$ man geo/topical-authority-for-geo
GEO Tacticsadvanced
Building Topical Authority for Generative Engines
Create the content depth that makes AI engines default to you
Why Topical Authority Beats Individual Page Optimization
You can optimize a single page perfectly - answer blocks, schema markup, fresh content - and still lose the citation to a competitor. Why? Because AI engines evaluate authority at the topic level, not the page level. When Perplexity retrieves sources for a query about revenue operations, it does not just look at which page best answers the question. It also considers which source has the deepest coverage of revenue operations as a topic. A site with 40 pages covering every angle of revenue operations signals stronger topical authority than a site with 3 great pages and nothing else. This is the topical authority effect. AI engines trust sources that demonstrate comprehensive expertise on a topic because comprehensive coverage is a proxy for genuine expertise. Building topical authority requires a deliberate content strategy - not just writing good individual posts, but architecting a content system that covers your topic cluster with depth and interconnection.
PATTERN
The Content Cluster Architecture
A content cluster has three layers. The pillar page is a comprehensive overview of the main topic - your definitive guide to X. It covers every major subtopic at a summary level and links to detailed pages for each one. The cluster pages are detailed deep-dives into individual subtopics. Each one goes deeper than the pillar page could on that specific angle. The supporting content includes case studies, data reports, tools comparisons, and how-to guides that reference back to the pillar and cluster pages. Internal links connect everything - the pillar links to every cluster page, cluster pages link back to the pillar and to each other where relevant, and supporting content links to the most relevant cluster pages. This internal link structure tells AI engines that these pages are part of a coherent topic cluster, not isolated articles.

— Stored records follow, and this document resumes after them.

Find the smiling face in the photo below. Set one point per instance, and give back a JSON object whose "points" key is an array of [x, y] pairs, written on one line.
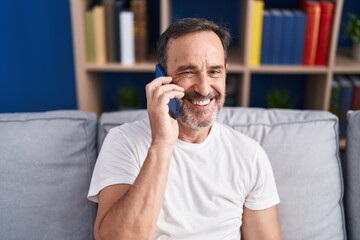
{"points": [[196, 61]]}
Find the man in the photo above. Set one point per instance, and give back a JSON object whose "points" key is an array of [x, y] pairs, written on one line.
{"points": [[191, 178]]}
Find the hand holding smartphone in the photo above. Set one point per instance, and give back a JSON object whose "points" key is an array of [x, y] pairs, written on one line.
{"points": [[174, 102]]}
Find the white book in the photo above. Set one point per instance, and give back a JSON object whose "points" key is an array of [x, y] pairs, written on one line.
{"points": [[127, 40]]}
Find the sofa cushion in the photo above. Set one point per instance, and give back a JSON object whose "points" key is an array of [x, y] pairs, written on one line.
{"points": [[111, 119], [352, 175], [303, 149], [46, 162]]}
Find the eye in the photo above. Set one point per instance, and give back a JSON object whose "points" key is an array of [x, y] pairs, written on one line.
{"points": [[187, 74], [215, 73]]}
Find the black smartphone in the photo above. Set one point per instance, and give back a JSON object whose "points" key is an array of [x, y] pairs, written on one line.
{"points": [[174, 102]]}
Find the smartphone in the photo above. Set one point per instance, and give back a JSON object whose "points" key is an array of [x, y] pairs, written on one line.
{"points": [[174, 102]]}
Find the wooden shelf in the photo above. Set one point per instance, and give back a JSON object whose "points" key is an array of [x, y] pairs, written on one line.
{"points": [[345, 64], [318, 78], [289, 69]]}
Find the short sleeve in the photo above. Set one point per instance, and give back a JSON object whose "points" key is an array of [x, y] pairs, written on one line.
{"points": [[263, 193], [116, 164]]}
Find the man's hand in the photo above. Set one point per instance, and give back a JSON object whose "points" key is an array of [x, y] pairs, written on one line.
{"points": [[164, 129]]}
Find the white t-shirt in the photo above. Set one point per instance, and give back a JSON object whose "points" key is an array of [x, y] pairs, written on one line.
{"points": [[208, 184]]}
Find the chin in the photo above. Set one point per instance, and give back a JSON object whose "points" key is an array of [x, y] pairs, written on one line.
{"points": [[198, 119]]}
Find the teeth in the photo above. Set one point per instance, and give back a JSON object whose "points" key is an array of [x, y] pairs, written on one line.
{"points": [[201, 103]]}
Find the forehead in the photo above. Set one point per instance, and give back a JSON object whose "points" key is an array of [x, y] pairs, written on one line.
{"points": [[202, 44]]}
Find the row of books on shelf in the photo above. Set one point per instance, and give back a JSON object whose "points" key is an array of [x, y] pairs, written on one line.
{"points": [[291, 36], [116, 31], [345, 96]]}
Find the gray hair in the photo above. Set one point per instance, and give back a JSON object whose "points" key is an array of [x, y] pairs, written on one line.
{"points": [[188, 25]]}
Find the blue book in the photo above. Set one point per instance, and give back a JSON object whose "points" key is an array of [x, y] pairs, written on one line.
{"points": [[266, 37], [288, 36], [297, 53], [276, 27]]}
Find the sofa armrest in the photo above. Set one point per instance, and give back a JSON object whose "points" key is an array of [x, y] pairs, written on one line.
{"points": [[46, 161]]}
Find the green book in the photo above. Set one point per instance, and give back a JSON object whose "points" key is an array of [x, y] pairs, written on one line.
{"points": [[90, 39]]}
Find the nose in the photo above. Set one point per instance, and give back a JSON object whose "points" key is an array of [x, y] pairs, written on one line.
{"points": [[202, 85]]}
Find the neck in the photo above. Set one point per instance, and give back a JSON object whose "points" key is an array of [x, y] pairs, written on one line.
{"points": [[193, 135]]}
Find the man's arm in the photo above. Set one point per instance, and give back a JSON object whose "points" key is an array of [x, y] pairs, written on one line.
{"points": [[260, 224], [131, 211]]}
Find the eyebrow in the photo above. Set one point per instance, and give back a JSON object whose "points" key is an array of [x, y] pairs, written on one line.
{"points": [[186, 67], [192, 67]]}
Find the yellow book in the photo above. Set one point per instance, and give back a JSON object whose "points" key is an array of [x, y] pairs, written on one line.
{"points": [[99, 34], [257, 10]]}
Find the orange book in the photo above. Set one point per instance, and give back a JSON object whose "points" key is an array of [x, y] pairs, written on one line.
{"points": [[313, 11], [322, 52]]}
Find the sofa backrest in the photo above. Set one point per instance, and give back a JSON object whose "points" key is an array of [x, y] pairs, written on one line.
{"points": [[352, 176], [303, 149], [46, 162]]}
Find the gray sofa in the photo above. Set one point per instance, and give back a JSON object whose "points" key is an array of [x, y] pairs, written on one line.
{"points": [[46, 161]]}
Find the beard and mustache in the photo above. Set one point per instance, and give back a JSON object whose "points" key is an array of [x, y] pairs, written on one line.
{"points": [[199, 118]]}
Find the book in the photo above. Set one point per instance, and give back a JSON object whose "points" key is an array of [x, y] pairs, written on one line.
{"points": [[265, 38], [300, 22], [127, 48], [119, 5], [89, 35], [276, 36], [345, 101], [139, 9], [326, 18], [335, 97], [288, 36], [313, 11], [110, 29], [355, 103], [256, 31], [99, 34]]}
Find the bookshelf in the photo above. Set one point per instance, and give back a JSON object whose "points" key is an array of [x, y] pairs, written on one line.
{"points": [[318, 78]]}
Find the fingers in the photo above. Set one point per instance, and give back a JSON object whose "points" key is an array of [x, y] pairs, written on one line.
{"points": [[161, 86]]}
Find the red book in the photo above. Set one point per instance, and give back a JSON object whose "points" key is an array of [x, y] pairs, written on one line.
{"points": [[313, 11], [355, 80], [327, 12]]}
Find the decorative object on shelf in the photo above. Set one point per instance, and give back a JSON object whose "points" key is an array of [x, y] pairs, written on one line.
{"points": [[128, 98], [280, 98], [352, 30]]}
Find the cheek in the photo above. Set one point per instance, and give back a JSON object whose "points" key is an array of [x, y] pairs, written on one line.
{"points": [[219, 86]]}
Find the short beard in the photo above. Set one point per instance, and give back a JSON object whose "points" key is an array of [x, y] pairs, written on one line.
{"points": [[200, 119]]}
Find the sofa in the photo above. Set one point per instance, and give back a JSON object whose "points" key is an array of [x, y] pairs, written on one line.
{"points": [[47, 158]]}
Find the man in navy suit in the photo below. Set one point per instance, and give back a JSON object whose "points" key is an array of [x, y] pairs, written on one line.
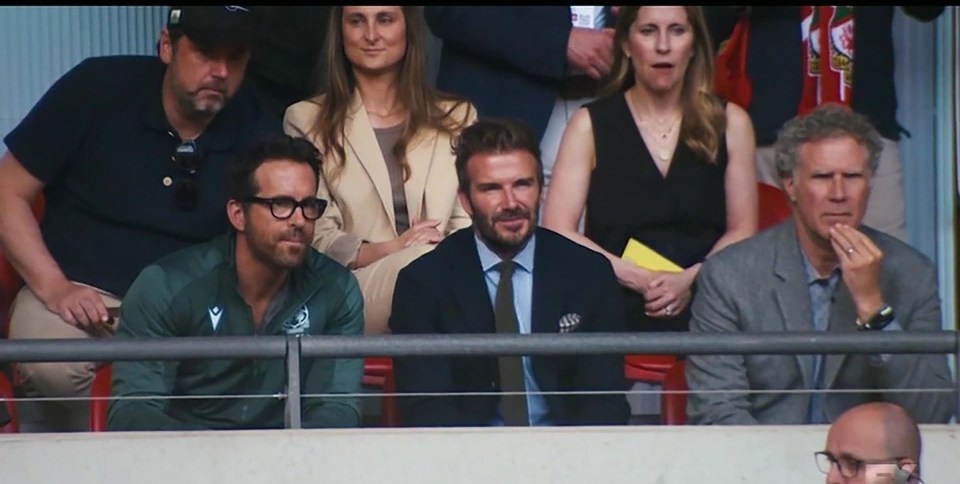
{"points": [[507, 275]]}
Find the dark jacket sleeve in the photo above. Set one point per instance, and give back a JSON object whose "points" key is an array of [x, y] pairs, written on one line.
{"points": [[603, 372], [146, 313], [519, 37], [340, 376], [415, 311]]}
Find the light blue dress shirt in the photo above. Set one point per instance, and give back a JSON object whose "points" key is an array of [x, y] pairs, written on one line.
{"points": [[523, 300], [822, 291]]}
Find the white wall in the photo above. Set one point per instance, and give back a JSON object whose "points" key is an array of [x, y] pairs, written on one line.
{"points": [[634, 455]]}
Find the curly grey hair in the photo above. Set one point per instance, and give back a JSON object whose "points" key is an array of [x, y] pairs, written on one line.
{"points": [[829, 120]]}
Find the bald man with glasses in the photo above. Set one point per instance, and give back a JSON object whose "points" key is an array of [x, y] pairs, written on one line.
{"points": [[873, 443]]}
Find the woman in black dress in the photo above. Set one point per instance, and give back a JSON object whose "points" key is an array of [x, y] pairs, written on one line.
{"points": [[659, 159]]}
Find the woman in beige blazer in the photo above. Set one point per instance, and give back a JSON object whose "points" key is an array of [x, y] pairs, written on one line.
{"points": [[385, 135]]}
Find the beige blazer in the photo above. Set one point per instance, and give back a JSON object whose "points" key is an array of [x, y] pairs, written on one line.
{"points": [[361, 198]]}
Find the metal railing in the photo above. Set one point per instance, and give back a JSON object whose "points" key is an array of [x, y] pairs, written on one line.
{"points": [[295, 348]]}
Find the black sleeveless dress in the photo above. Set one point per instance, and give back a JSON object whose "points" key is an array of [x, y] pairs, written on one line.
{"points": [[681, 216]]}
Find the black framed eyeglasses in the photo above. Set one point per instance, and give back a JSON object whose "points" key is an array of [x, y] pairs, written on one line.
{"points": [[283, 207], [850, 467], [187, 158]]}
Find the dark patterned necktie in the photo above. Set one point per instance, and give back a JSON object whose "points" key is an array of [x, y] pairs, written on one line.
{"points": [[512, 407]]}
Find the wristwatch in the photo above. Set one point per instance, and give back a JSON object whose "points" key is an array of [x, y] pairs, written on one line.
{"points": [[878, 321]]}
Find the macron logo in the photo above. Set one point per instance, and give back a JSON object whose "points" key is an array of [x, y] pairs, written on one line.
{"points": [[215, 313]]}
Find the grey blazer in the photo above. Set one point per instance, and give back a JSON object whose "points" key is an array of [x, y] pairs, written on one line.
{"points": [[759, 285]]}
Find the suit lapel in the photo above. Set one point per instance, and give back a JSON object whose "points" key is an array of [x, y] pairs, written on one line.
{"points": [[362, 142], [793, 299], [420, 158], [547, 288], [546, 308], [469, 283]]}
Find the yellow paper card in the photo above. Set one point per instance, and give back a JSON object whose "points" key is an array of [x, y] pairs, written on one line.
{"points": [[649, 259]]}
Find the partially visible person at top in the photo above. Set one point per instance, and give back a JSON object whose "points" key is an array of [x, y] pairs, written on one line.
{"points": [[129, 153]]}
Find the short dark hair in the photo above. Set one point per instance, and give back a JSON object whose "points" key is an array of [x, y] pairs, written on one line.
{"points": [[828, 120], [241, 184], [494, 135]]}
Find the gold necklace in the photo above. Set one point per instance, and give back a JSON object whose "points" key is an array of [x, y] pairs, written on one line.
{"points": [[662, 139]]}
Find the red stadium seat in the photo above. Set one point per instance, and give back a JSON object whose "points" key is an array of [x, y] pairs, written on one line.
{"points": [[673, 406], [99, 393]]}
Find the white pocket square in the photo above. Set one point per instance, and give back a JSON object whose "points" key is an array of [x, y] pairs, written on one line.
{"points": [[569, 322]]}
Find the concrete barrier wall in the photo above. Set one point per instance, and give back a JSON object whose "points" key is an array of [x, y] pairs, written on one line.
{"points": [[661, 455]]}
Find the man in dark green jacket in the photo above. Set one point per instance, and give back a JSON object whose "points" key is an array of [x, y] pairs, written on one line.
{"points": [[262, 278]]}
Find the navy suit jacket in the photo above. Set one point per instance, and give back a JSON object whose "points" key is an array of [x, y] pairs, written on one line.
{"points": [[444, 291], [508, 61]]}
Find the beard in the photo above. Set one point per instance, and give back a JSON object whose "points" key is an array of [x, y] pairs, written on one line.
{"points": [[504, 241], [194, 105]]}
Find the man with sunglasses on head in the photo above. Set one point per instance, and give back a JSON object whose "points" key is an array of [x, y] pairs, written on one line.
{"points": [[130, 153], [872, 443], [261, 278]]}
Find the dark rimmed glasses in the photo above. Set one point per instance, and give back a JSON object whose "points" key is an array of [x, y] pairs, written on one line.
{"points": [[850, 467], [187, 158], [282, 208]]}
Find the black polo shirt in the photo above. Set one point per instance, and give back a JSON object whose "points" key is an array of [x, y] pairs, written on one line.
{"points": [[101, 143]]}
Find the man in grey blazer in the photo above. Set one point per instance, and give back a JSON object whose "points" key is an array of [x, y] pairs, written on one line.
{"points": [[820, 270]]}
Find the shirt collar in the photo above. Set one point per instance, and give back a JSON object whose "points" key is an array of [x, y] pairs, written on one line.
{"points": [[523, 259], [813, 276]]}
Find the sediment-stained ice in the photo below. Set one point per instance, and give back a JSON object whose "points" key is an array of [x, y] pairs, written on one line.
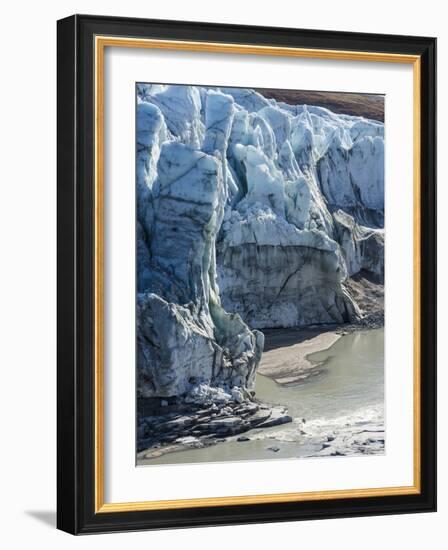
{"points": [[250, 214]]}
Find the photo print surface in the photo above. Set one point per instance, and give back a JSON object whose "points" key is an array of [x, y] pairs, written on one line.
{"points": [[260, 274]]}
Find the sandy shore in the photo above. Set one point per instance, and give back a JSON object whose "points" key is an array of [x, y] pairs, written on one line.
{"points": [[285, 358]]}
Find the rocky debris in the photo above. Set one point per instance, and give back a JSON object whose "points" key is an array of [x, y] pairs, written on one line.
{"points": [[250, 213], [189, 425]]}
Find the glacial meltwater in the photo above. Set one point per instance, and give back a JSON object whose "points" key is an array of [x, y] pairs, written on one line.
{"points": [[338, 412]]}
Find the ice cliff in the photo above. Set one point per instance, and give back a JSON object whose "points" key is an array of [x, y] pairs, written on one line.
{"points": [[250, 213]]}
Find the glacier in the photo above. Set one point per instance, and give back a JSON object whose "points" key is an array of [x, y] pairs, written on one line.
{"points": [[251, 214]]}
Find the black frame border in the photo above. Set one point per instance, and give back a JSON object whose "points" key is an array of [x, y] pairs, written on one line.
{"points": [[75, 265]]}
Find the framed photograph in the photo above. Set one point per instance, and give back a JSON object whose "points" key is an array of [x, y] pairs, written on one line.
{"points": [[246, 274]]}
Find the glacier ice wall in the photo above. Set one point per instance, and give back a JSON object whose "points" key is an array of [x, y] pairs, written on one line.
{"points": [[249, 213]]}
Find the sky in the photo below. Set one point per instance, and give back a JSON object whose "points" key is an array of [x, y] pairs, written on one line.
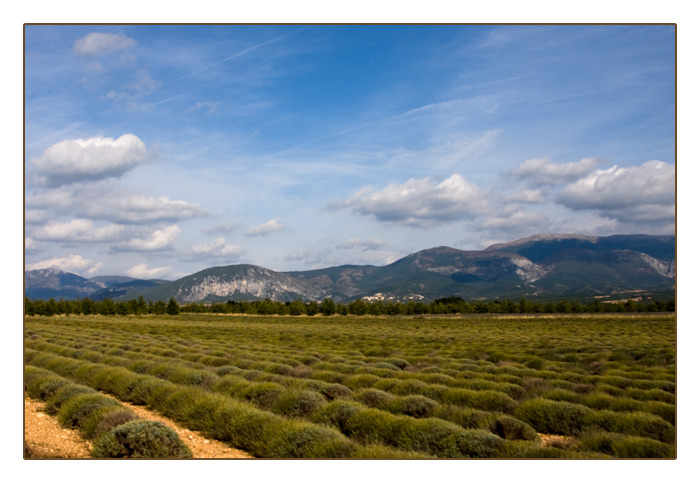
{"points": [[156, 151]]}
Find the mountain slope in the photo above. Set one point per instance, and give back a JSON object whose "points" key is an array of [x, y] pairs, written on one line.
{"points": [[546, 266], [50, 283]]}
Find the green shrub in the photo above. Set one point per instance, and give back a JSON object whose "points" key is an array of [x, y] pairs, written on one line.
{"points": [[337, 413], [225, 370], [477, 443], [408, 387], [232, 384], [433, 436], [373, 398], [562, 395], [414, 406], [109, 419], [42, 384], [632, 424], [554, 417], [511, 428], [359, 381], [621, 446], [76, 412], [336, 391], [264, 394], [661, 409], [486, 400], [465, 417], [142, 389], [377, 451], [526, 449], [140, 439], [370, 426], [298, 404], [299, 439], [63, 394]]}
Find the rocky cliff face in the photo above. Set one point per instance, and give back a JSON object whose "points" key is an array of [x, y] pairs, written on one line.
{"points": [[543, 265], [250, 281]]}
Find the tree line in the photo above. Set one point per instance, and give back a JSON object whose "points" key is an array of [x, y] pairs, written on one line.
{"points": [[328, 307]]}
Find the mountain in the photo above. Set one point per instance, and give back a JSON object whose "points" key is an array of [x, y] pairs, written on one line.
{"points": [[545, 266], [49, 283]]}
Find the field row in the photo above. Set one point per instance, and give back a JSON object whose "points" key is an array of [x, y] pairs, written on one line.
{"points": [[616, 399]]}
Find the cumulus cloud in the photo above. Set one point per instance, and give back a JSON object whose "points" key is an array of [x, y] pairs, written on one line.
{"points": [[517, 221], [147, 209], [421, 203], [90, 159], [220, 228], [158, 240], [208, 106], [650, 184], [68, 263], [361, 244], [542, 171], [217, 249], [270, 226], [102, 202], [77, 230], [142, 271], [98, 43], [527, 196]]}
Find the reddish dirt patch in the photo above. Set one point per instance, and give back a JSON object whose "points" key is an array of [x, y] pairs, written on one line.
{"points": [[44, 438]]}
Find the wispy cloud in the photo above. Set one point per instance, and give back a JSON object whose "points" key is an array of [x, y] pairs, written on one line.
{"points": [[266, 228], [235, 55], [422, 203]]}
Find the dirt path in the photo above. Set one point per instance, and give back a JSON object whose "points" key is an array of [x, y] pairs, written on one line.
{"points": [[44, 438]]}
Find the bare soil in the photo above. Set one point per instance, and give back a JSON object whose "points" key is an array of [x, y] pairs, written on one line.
{"points": [[45, 439]]}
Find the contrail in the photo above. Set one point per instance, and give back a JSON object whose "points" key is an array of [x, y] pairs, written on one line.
{"points": [[237, 54]]}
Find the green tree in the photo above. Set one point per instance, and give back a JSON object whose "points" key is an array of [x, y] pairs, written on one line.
{"points": [[297, 307], [327, 307], [172, 308]]}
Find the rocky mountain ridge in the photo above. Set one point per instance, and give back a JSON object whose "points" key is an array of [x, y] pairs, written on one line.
{"points": [[546, 265]]}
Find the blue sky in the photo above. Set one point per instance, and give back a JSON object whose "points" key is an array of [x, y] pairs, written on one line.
{"points": [[158, 151]]}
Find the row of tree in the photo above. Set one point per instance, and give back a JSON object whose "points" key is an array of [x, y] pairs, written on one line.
{"points": [[442, 306]]}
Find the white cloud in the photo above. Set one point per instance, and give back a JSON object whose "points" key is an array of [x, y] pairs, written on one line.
{"points": [[652, 183], [68, 263], [90, 159], [77, 230], [361, 244], [420, 202], [527, 196], [220, 228], [98, 43], [217, 249], [208, 106], [518, 221], [142, 271], [146, 209], [100, 201], [158, 240], [270, 226], [542, 171]]}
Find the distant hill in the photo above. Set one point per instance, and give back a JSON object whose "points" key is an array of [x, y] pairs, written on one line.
{"points": [[49, 283], [544, 266]]}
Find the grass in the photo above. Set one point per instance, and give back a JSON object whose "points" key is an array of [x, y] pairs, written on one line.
{"points": [[459, 387]]}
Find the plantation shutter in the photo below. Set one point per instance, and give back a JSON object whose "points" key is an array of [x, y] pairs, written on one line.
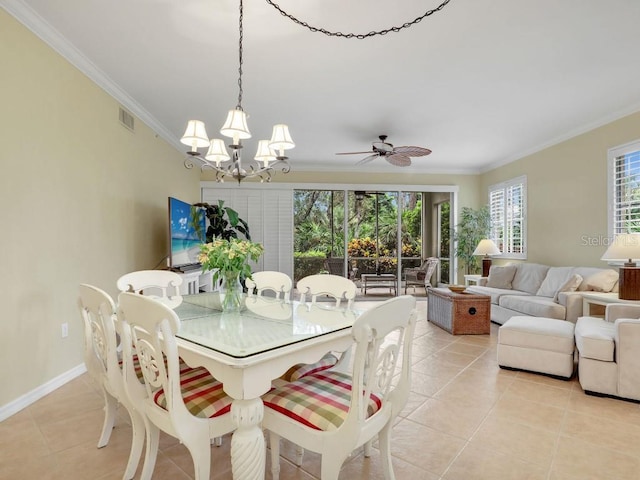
{"points": [[626, 187], [507, 207]]}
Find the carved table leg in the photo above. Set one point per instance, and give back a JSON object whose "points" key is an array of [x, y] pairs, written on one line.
{"points": [[248, 450]]}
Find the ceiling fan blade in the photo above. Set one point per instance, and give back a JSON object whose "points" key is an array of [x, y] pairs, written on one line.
{"points": [[368, 159], [412, 151], [399, 160], [354, 153]]}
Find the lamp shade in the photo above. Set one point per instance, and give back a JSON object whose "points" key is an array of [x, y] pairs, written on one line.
{"points": [[625, 246], [281, 138], [265, 154], [236, 125], [487, 247], [217, 151], [195, 135]]}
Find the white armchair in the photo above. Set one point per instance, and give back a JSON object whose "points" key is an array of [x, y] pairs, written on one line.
{"points": [[608, 361]]}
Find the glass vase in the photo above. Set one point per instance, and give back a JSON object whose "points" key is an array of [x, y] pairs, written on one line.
{"points": [[230, 292]]}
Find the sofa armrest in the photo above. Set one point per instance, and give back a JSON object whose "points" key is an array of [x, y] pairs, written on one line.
{"points": [[572, 302], [615, 311], [627, 345]]}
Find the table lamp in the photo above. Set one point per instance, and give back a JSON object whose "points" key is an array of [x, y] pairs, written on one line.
{"points": [[486, 247], [626, 247]]}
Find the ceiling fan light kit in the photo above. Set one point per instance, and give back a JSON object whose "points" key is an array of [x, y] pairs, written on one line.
{"points": [[271, 152]]}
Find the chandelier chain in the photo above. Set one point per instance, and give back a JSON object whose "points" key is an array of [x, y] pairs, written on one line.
{"points": [[359, 36], [239, 106]]}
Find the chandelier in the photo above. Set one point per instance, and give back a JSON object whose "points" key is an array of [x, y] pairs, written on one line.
{"points": [[270, 153]]}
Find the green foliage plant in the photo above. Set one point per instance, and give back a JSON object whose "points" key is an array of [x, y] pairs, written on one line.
{"points": [[474, 225], [224, 222]]}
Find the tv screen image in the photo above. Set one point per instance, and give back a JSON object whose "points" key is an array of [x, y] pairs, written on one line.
{"points": [[187, 229]]}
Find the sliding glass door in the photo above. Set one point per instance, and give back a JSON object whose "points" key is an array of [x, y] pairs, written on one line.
{"points": [[375, 232]]}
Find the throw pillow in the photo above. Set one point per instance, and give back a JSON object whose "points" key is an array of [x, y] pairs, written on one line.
{"points": [[556, 277], [603, 281], [501, 277], [571, 285]]}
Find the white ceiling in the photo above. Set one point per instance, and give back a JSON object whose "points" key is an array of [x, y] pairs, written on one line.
{"points": [[481, 83]]}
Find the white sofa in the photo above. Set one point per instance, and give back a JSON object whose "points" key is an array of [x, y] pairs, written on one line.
{"points": [[542, 291]]}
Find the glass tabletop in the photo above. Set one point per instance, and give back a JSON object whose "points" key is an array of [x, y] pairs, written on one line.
{"points": [[263, 324]]}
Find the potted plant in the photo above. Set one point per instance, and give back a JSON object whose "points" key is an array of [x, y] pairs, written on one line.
{"points": [[474, 225], [224, 222]]}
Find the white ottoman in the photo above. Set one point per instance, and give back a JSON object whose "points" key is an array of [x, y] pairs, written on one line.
{"points": [[537, 344]]}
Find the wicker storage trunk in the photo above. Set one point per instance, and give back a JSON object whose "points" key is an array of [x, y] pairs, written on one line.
{"points": [[459, 313]]}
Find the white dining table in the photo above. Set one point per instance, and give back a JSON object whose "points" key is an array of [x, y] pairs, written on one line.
{"points": [[246, 350]]}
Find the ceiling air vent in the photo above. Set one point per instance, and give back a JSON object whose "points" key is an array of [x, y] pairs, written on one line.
{"points": [[126, 119]]}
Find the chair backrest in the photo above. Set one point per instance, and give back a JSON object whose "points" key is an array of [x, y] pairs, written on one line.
{"points": [[335, 266], [332, 285], [149, 328], [430, 267], [161, 285], [101, 337], [278, 282], [383, 336]]}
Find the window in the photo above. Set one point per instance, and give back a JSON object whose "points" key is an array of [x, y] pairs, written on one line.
{"points": [[624, 189], [508, 210]]}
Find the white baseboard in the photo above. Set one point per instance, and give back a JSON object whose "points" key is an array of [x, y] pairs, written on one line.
{"points": [[36, 394]]}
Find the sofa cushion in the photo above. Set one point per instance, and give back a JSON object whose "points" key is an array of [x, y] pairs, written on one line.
{"points": [[595, 338], [592, 275], [571, 285], [534, 306], [538, 334], [529, 277], [501, 277], [494, 293], [556, 277]]}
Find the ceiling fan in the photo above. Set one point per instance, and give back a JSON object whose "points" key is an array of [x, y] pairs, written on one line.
{"points": [[398, 156]]}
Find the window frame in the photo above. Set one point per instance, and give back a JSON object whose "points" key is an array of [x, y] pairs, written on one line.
{"points": [[505, 218], [613, 155]]}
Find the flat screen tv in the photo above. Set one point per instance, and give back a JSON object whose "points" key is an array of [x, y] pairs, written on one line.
{"points": [[187, 227]]}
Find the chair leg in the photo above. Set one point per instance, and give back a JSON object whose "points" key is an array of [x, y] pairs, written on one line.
{"points": [[137, 443], [384, 443], [299, 455], [200, 448], [110, 408], [153, 438], [274, 444]]}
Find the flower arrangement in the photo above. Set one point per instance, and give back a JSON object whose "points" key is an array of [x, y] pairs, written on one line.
{"points": [[229, 256]]}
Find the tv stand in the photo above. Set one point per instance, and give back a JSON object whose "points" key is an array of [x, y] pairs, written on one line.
{"points": [[196, 281]]}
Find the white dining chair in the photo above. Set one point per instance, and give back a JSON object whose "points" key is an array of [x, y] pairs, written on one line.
{"points": [[186, 403], [162, 285], [335, 286], [333, 413], [270, 281], [101, 356]]}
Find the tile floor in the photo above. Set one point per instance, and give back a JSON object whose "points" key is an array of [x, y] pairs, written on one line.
{"points": [[466, 419]]}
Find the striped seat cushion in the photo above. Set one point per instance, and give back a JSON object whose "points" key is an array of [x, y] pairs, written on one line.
{"points": [[318, 400], [301, 369], [202, 393]]}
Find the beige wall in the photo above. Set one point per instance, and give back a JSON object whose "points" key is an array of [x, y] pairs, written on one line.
{"points": [[567, 194], [83, 200]]}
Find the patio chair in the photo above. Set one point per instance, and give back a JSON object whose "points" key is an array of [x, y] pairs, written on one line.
{"points": [[420, 276]]}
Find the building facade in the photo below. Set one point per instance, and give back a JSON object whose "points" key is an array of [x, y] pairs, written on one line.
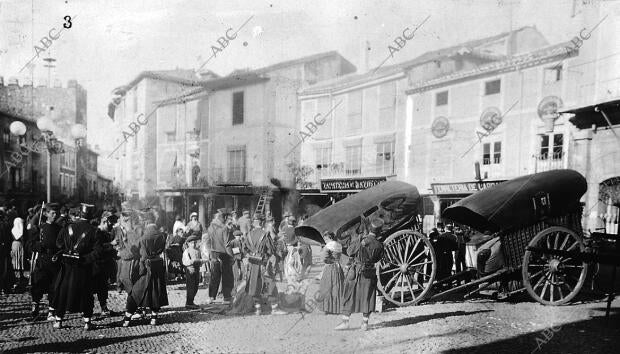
{"points": [[237, 133], [136, 152], [596, 116], [25, 181], [367, 137]]}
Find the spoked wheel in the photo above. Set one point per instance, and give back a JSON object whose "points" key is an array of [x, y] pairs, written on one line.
{"points": [[407, 269], [552, 279]]}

The ShawnOS.ai wiki system implements this pattern through related entry cross-references - every wiki entry links to two to four related entries, creating a navigable knowledge graph that AI engines can follow.
PATTERN
Depth Scoring: How AI Evaluates Topic Coverage
AI engines implicitly evaluate topic coverage depth when deciding which sources to cite. They do this through several signals. Page count: how many indexed pages on your site address this topic and its subtopics? Subtopic coverage: do you cover the common questions, edge cases, comparisons, and implementation details, or just the overview? Internal link density: how densely are your topic pages linked to each other? Freshness spread: are multiple pages in the cluster being updated regularly, or just the pillar? Unique angle coverage: do your pages add original insights, data, or perspectives not found elsewhere? You can audit your own topical authority by listing every subtopic under your main topic and checking which ones you cover, which ones are thin, and which ones are missing entirely. Then compare against competitors. If a competitor covers subtopics you do not even mention, they have stronger topical authority regardless of how good your individual pages are.
PRO TIP
Pro-Tip: The Subtopic Gap Analysis
Here is a fast way to find your topical authority gaps. Pick your primary topic. Ask Perplexity or ChatGPT to list every subtopic someone would need to understand to be an expert in that topic. Then check which of those subtopics you cover and which you do not. The gaps are your content roadmap. Prioritize by two factors: which subtopics get the most search volume (use traditional SEO tools for this) and which subtopics have the weakest existing coverage from competitors (use AI search to check). Subtopics with high demand and weak competitive coverage are the fastest path to topical authority gains. You can often build meaningful topical authority in 30 to 60 days by filling five to ten subtopic gaps with well-structured, answer-block-formatted content.